Most of The Mirror's readers are in their forties or older; it has subscribers not just in Mauritius, but Réunion, Madagascar, Canada, China, Australia and Hong Kong as well. The paper's local readership has been boosted slightly by guest workers from China, but the circulation barely exceeded 1,000 copies in 2001. By 2006, that number had fallen to seven hundred. In 2010, The Mirror stopped publication.

''SinoNews''

Hua Sheng Bao, also referred to as Sinonews, was founded in 2005. With regards to its editorial line, it is a supporter of Chinese reunification.

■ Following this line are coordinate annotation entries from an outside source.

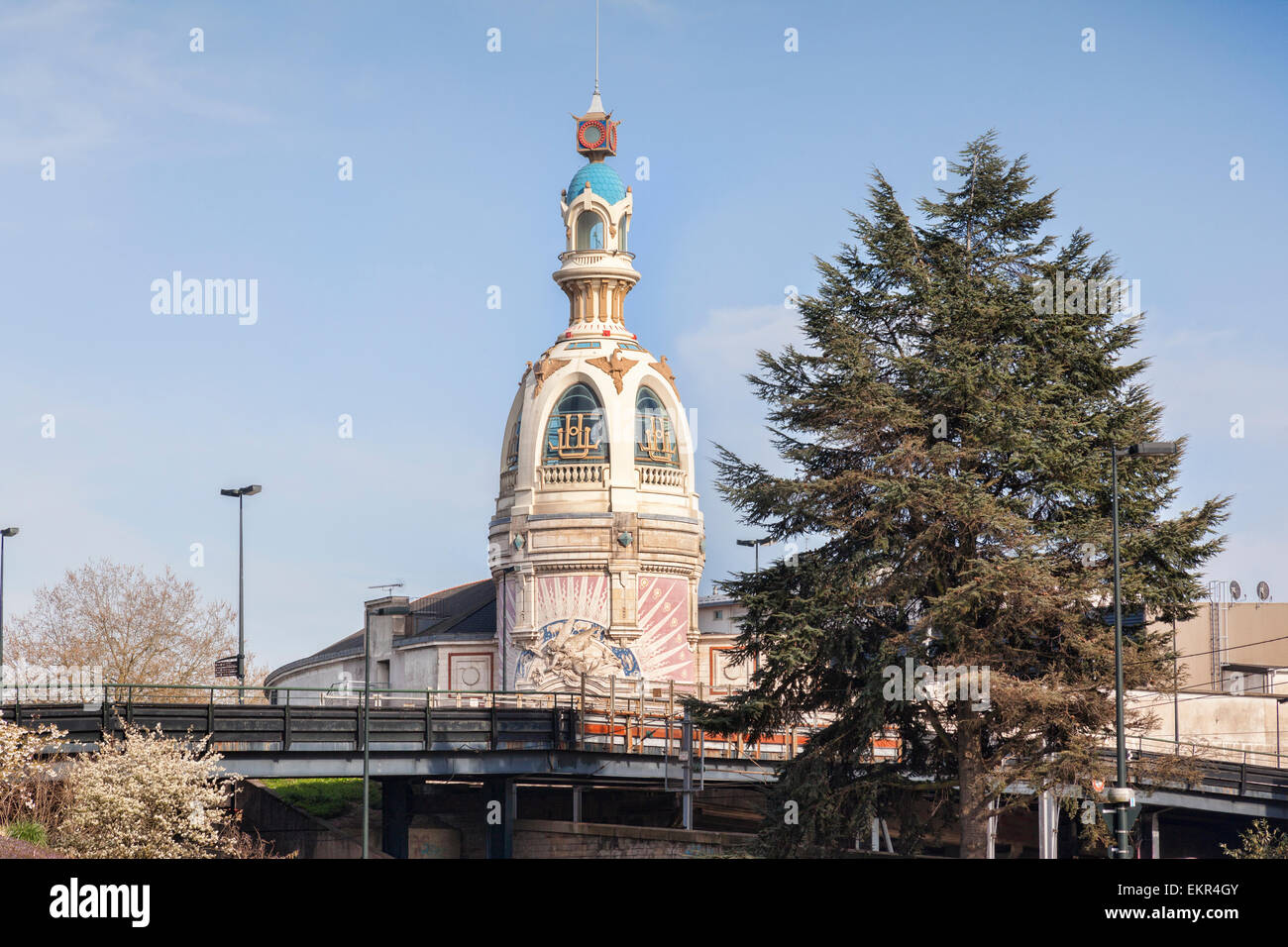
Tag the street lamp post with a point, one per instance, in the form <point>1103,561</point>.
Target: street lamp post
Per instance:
<point>240,492</point>
<point>4,534</point>
<point>1122,796</point>
<point>366,716</point>
<point>756,545</point>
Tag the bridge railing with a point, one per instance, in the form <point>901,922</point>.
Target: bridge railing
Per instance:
<point>636,720</point>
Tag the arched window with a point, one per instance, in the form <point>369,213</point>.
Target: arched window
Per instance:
<point>655,434</point>
<point>590,231</point>
<point>576,432</point>
<point>511,455</point>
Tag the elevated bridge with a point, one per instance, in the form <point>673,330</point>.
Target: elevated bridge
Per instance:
<point>498,738</point>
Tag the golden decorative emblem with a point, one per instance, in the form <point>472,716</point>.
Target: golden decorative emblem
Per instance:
<point>665,371</point>
<point>545,368</point>
<point>616,367</point>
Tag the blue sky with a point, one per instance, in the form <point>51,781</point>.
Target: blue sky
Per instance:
<point>373,292</point>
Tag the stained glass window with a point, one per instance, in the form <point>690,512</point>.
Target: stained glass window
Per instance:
<point>576,432</point>
<point>590,231</point>
<point>655,436</point>
<point>511,458</point>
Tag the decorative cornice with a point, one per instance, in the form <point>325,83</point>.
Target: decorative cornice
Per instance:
<point>613,367</point>
<point>665,371</point>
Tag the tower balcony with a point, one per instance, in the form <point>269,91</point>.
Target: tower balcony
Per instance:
<point>595,262</point>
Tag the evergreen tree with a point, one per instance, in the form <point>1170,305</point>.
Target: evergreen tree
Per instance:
<point>948,427</point>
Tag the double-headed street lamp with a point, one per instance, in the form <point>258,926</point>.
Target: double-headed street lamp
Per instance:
<point>366,714</point>
<point>756,545</point>
<point>1120,796</point>
<point>4,534</point>
<point>240,492</point>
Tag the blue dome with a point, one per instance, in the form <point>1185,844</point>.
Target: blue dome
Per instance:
<point>603,180</point>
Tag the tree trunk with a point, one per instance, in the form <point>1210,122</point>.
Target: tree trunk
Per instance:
<point>970,772</point>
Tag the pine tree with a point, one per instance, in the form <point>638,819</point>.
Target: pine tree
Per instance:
<point>947,425</point>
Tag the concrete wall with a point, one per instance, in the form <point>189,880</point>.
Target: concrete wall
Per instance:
<point>1250,629</point>
<point>1225,720</point>
<point>549,839</point>
<point>292,830</point>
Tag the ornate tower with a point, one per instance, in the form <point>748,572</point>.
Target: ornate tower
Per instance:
<point>596,545</point>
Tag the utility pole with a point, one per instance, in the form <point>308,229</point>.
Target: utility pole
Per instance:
<point>241,493</point>
<point>1121,795</point>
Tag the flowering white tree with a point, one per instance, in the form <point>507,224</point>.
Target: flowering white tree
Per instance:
<point>27,789</point>
<point>150,796</point>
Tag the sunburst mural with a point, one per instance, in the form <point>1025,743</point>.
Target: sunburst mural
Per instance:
<point>664,617</point>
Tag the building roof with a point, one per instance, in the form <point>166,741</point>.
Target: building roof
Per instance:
<point>603,180</point>
<point>458,613</point>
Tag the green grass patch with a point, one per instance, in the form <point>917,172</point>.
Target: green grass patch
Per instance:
<point>31,831</point>
<point>325,797</point>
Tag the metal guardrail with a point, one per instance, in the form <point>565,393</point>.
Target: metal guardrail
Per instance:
<point>295,718</point>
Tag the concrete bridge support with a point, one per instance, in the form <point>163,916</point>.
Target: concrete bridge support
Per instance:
<point>500,806</point>
<point>395,818</point>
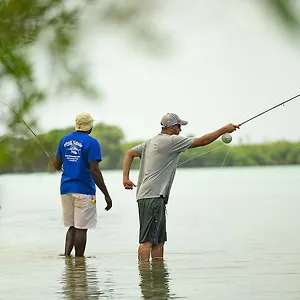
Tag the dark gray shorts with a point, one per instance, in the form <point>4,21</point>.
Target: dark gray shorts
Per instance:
<point>152,215</point>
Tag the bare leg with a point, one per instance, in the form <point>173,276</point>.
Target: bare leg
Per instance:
<point>80,242</point>
<point>144,251</point>
<point>157,252</point>
<point>70,239</point>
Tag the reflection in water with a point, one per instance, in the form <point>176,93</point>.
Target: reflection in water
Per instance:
<point>154,280</point>
<point>79,281</point>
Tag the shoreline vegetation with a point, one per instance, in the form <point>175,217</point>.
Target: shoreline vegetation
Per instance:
<point>23,154</point>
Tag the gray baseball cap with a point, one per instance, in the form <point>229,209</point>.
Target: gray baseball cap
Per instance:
<point>171,119</point>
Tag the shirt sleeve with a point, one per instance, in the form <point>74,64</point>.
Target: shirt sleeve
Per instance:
<point>58,150</point>
<point>180,143</point>
<point>95,151</point>
<point>139,148</point>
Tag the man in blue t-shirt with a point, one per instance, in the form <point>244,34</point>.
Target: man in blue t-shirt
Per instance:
<point>79,154</point>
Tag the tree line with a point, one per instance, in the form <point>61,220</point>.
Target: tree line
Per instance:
<point>23,154</point>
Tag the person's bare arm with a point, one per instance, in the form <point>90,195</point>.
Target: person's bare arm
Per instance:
<point>212,136</point>
<point>99,181</point>
<point>127,162</point>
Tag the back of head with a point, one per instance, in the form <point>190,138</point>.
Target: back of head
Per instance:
<point>171,119</point>
<point>84,122</point>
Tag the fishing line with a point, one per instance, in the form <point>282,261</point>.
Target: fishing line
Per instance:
<point>35,136</point>
<point>204,154</point>
<point>282,103</point>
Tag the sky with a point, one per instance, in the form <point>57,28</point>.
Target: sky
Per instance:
<point>226,62</point>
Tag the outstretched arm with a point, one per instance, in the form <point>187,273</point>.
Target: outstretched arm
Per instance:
<point>127,162</point>
<point>212,136</point>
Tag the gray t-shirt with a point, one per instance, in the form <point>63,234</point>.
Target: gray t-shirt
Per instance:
<point>159,159</point>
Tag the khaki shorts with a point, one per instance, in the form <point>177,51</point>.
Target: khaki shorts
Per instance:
<point>79,210</point>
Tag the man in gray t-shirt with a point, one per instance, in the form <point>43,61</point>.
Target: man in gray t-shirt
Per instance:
<point>159,158</point>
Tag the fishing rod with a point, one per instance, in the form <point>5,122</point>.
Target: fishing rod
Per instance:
<point>43,147</point>
<point>282,103</point>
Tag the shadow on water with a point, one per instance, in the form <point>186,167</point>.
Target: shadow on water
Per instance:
<point>154,280</point>
<point>79,281</point>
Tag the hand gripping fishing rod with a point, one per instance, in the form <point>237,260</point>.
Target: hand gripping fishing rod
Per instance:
<point>39,142</point>
<point>282,103</point>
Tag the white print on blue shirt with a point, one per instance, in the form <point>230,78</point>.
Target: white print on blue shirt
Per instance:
<point>73,150</point>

It began as a daily newspaper solely in Chinese, but then changed to an eight-page format, including one page each of English and French news. It mostly prints Xinhua newswire reports, with the last page devoted to local news.

Culture

Names

Most Sino-Mauritians use the full Chinese name of the male head of family or a respected ancestor who led the family as their legal surname, the result of an administrative procedure that had been widely used in British India and which was extended to Mauritius, including not just Indo-Mauritians but Sino-Mauritians in its ambit. This practice is not unique to Mauritius; some Chinese in the Philippines and Chinese migrants in the early Soviet Union also adopted such surnames.

Religion

The majority of the Sino-Mauritians are Catholics, a result of conversions during the colonial era. Other Sino-Mauritians are Protestant, Buddhist or Taoist; typically, some syncretism occurs among the latter two, incorporating elements of Buddhism, Taoism, Confucianism and traditional ancestor worship. Sino-Mauritian Christians, especially members of the older generations, sometimes retain certain traditions from Buddhism.